The Tor Network, is a network that enables anonymous communication over the internet. Please see the official site for details on how it works.
While I was working on this project, I tried to see if someone were able to break the anonymity of the Tor concept, and I found a report with the title "Peeling the Onion: Unmasking TOR users". At first I was intriged by the title, and after reading it, I was a bit disappointed with Tor, because they were able to extract a wide variety of information from the Tor network. Then I read it again, and realised that there is actually nothing wrong with the Tor network. They have simply gotten their title wrong, it should have been somtehing like "Accessing browser information through anonymizers". If you read the report (which is a prerequisite for understanding this blog entry), you can see that they try to uncover some vandals who have exploited a weakness on some sites, and used Tor to hide their IP.
The first point that is given in the report, is that it is easy to find a complete list of exit nodes in the Tor network. That list can be used to block the entry from Tor machines. This does not pose any threat to the Tor users, because an exit node cannot be mapped to any particular user. It can however be usefull for site operators to limit anonymous access (ea. disallow comments from Tor users).

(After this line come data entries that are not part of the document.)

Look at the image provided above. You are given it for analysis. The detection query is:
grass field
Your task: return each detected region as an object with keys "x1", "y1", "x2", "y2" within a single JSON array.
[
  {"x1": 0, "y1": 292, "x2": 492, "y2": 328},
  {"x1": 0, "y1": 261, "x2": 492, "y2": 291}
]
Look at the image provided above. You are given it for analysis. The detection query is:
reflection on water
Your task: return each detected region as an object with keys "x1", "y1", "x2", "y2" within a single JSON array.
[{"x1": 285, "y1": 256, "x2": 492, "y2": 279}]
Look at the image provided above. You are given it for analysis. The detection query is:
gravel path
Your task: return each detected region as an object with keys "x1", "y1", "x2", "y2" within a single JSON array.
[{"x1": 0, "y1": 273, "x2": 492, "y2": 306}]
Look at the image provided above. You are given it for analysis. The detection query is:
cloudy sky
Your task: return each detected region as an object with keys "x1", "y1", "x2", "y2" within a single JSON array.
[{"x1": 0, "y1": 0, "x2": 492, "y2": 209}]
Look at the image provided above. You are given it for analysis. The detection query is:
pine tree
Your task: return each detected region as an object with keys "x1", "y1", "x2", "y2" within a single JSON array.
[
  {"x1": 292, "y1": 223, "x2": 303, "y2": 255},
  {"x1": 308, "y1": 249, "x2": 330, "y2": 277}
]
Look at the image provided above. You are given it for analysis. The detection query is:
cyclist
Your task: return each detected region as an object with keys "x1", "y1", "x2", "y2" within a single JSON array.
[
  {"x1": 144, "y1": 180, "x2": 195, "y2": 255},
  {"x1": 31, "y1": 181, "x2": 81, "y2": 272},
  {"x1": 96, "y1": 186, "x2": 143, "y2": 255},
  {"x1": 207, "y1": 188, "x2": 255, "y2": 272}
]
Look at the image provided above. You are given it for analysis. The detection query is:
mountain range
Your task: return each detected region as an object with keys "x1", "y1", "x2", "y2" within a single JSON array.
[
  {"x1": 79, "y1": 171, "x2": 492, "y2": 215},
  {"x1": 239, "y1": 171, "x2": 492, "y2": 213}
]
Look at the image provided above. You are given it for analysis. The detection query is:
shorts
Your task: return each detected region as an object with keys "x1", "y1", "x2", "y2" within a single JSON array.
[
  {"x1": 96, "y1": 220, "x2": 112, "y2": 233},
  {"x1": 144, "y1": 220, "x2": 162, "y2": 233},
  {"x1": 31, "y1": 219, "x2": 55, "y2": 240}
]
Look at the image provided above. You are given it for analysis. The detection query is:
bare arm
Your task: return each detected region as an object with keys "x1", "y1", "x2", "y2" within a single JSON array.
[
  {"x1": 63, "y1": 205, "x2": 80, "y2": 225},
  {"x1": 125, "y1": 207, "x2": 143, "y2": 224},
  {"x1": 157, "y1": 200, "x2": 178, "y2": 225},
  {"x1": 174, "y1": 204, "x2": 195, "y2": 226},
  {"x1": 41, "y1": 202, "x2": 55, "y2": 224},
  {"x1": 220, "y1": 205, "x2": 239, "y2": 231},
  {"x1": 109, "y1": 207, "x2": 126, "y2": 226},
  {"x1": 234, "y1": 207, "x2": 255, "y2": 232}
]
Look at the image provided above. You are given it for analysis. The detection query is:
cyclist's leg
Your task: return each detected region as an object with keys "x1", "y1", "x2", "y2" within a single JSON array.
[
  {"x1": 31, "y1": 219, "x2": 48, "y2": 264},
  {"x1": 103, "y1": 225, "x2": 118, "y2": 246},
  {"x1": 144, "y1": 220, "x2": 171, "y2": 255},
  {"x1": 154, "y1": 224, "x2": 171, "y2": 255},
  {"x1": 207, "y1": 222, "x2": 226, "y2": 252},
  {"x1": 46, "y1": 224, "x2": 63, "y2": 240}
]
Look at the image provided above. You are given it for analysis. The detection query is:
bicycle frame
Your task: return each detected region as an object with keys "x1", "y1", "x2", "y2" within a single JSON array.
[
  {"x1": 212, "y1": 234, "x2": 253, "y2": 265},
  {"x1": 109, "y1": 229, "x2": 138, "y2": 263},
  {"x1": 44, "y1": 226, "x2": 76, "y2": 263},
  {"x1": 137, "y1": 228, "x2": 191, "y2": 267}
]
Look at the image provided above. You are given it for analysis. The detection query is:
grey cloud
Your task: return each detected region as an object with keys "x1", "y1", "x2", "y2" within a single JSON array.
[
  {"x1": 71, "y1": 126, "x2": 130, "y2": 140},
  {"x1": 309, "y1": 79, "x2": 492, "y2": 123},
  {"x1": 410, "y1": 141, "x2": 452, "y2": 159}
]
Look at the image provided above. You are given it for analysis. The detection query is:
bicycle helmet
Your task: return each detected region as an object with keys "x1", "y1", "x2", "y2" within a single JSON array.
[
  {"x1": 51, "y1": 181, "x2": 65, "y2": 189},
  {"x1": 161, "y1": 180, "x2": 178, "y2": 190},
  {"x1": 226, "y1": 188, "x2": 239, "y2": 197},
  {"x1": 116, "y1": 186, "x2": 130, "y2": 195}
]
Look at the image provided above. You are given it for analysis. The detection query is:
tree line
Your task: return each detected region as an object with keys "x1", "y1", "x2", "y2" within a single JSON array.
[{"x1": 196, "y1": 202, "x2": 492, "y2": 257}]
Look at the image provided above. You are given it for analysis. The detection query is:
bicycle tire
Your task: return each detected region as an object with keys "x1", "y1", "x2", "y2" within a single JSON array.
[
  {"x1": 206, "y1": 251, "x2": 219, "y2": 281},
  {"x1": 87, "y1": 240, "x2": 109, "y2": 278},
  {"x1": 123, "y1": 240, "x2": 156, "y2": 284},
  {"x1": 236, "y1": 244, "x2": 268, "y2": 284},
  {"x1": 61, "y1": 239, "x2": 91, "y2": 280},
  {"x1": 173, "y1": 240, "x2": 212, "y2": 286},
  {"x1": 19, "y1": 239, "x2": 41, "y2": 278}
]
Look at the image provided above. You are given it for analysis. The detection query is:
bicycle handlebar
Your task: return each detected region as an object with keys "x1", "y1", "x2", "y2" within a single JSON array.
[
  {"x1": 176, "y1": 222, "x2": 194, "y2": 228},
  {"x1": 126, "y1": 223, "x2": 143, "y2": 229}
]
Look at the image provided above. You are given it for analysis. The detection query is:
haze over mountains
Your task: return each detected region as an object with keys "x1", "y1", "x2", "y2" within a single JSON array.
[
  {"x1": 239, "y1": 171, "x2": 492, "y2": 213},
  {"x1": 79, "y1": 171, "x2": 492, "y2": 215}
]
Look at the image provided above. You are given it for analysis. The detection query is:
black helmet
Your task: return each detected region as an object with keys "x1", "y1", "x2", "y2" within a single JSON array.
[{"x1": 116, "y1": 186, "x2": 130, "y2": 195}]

The next point in the report, is that it is possible to figure out who was attacking a site, by the use of timing statistics (They use a simplified approach at first). This very point is written on the Tor site itself, so there is nothing new here. This possibility is not considered a risk because it can only provide an indication that two machines are communicating.
The basic idea is this:
- Set up a listener at machine A and B.
- Every time A sends a package, record the size and time.
- Every time B recieves a package record the size and time.
- Do the last two steps with A and B switched.
Now plot in the data in a graph, and if A and B were communicating, it should be visible that most packages sent from A were recieved by B, delayed by some (constant) time factor.
This will ONLY work if you suspect A and B BEFORE they start communicating, AND you have access to set up the listening devices.
If the machines communicate heavily with other machines all the time, the pattern will be very hard to see.
The report claims that since there are only a few Tor Servers in Denmark (they replace Tor Server with Tor user by mistake), it would be possible to see if the server was online at the time of the attack. They do mention that this will only work if the offendant is running a server. Well, yes it would require the offender to run the server AND two other conditions:
The Server is only online during attacks.
The Offender is forcing the use of his/her own onion router (highly weird choice).
Its pretty obvious that the two other conditions are highly unlikely, and thus the entire technique is completely useless.
They all use browsers
The next way they try to unmask the user, is by using browser bugs/features (they forget to mention that). This method will work against almost any unknowing user. The simple user solution is to ensure that the machine does not know its own IP, through the use of proxies and outbound firewall rules.
Following the browser exploits, are a number of weird takes, that show dumps of the various protocol specific data that a program sends, such as Locale and OS version. I have a hard time seeing how a flag saying "Locale Danish, OS WinXP" can in any way help to identify anyone.
Linux Encryption FS
Right after that weird entry, they point to a very old problem with the Linux Encryption engine that uses Sector numbers as Initialization Vectors. They claim that they have not investigated this further. Well, if they did, they would know the following:
- It was fixed a looong time ago.
- It cannot be exploited by sending anything to the machine. It is a bug that will enable people with low-level access to the disk, to guess the passphrase faster.
- Since sector numbers do not exist in Tor, it is completely unrelated to the Tor network.
My guess is that they threw that link in there, to try to leverage their report by pointing to some real investegation.
Timing attacks, again
As a last point, they try to visualize the timing attacks, and introduce the idea of taging Tor data. If they read the protocol, they would know that the packages are encrypted. Encryption makes it impossible to change the headers inside the real package, and the layered approach makes sure that no TCP headers remain intact. It is possible to inject such headers from the attacked machine, but the output would only be readable to the client and thus very hard to intercept.
Traffic analysis, sort of...
This section is one of the funniest. At first, it is exciting that someone who runs such a server can extract this info. Then again, you don't know who is requesting the data.
The reason I find this section funny, is that when you read their findings on what people use the server for, you see some http traffic, and some telnet traffic. Then, In the next section, you see that they configured the server to accept only http and telnet traffic. Well, it would be very odd if they found anything else!
The state of affairs in Denmark
If you live in Denmark, you should start using Tor NOW. The government of Denmark has recently accepted a law that requires all usage of phone and internet to be logged. The Internet Service Providers are required by law to register all your phone calls, and all your internet connections for a whole year. If you think: "I am not criminal, why should that affect me?", consider the following scenario:
You visit a number of websites, and get a virus. The virus turns out to be a trojan, and your computer is being used to attack various sites. The police checks up on the data, and finds your IP. Now every website you have visited, or have pulled a commercial from, will now be on the list, and you may have to explain why you visited each and every one of these.